Class Crawler

This is the crawler module's main class.

import { Crawler } from "k6/x/crawler";

export default function () {
const c = new Crawler({ max_depth: 2 });

c.onHTML("a[href]", (e) => {
if (e.attr("href").startsWith("/")) {
e.request.visit(e.attr("href"));
}
});

c.onResponse((r) => {
console.log(r.status_code, r.request.url);
});

c.visit("https://grafana.com");
}

Constructors

  • Creates a new instance of Crawler. Options that modify the behavior of the Crawler can be passed in the optional opts parameter.

    Parameters

    Returns Crawler

    const c = new Crawler({ max_depth: 2, parse_http_error_response: true });
    

Methods

  • Register a function to be called on every HTML element matched by the selector parameter.

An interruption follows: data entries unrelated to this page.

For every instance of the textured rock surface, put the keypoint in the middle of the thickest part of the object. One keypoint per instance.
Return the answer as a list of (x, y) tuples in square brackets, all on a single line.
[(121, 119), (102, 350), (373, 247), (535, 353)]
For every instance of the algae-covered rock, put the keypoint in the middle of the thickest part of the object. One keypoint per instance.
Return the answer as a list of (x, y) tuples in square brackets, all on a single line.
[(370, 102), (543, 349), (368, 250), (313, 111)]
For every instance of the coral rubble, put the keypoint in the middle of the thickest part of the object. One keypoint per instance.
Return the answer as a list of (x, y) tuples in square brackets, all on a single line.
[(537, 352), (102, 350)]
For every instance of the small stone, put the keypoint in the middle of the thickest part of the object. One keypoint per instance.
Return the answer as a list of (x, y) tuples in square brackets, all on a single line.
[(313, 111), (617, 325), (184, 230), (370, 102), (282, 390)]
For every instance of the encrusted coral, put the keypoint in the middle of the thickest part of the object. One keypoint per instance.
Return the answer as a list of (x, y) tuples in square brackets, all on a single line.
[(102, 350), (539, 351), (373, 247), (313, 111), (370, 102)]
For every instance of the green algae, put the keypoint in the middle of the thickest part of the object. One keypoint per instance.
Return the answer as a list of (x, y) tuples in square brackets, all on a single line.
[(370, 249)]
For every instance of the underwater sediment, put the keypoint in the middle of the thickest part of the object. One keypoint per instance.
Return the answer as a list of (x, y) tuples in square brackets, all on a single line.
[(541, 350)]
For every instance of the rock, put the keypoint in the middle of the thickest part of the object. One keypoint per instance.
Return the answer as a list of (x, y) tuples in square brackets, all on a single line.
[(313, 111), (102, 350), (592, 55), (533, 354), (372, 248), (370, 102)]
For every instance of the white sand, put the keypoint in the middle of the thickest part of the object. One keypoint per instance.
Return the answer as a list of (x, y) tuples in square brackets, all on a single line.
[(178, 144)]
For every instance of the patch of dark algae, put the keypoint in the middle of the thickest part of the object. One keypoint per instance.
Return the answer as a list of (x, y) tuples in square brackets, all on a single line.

    Processing different HTML elements can be conveniently done using multiple onHTML callbacks.

    Parameters

    • selector: string

      element selector

    • cb: HTMLCallback

      callback function

    Returns void

    c.onHTML("title", (e) => {
    titles[e.request.url] = e.text;
    });

    c.onHTML("a[href]", (e) => {
    e.request.ctx.put("page_href", e.request.url);
    e.request.ctx.put("link_text", e.text);
    e.request.visit(e.attr("href"));
    });
  • Deregister the function associated with the given selector.

    Parameters

    • selector: string

      element selector

    Returns void

  • Register a function to be called on every request.

    With the onRequest callback function, you can customize the HTTP request before it is executed.

    Parameters

    Returns void

    c.onRequest((r) => {
    // ...
    });
  • Register a function to be called on every response.

    The onResponse callback function is called after the response has been received.

    Parameters

    Returns void

    c.onResponse((r) => {
    // ...
    });
  • Register a function to be called on every response when headers and status are already received, but body is not yet read.

    Like in onRequest, you can call request.abort to abort the transfer. This might be useful if, for example, you're following all hyperlinks, but want to avoid downloading files.

    Parameters

    Returns void

  • Register a function to be called at the end of scraping. Function will be executed after onHTML, as a final part of the scraping.

    Parameters

    Returns void

  • Starts Crawlers's collecting job by creating a request to the URL specified in parameter. It also calls the previously provided callbacks.

    Parameters

    • url: string

      start URL

    Returns void

    c.visit("https://grafana.com");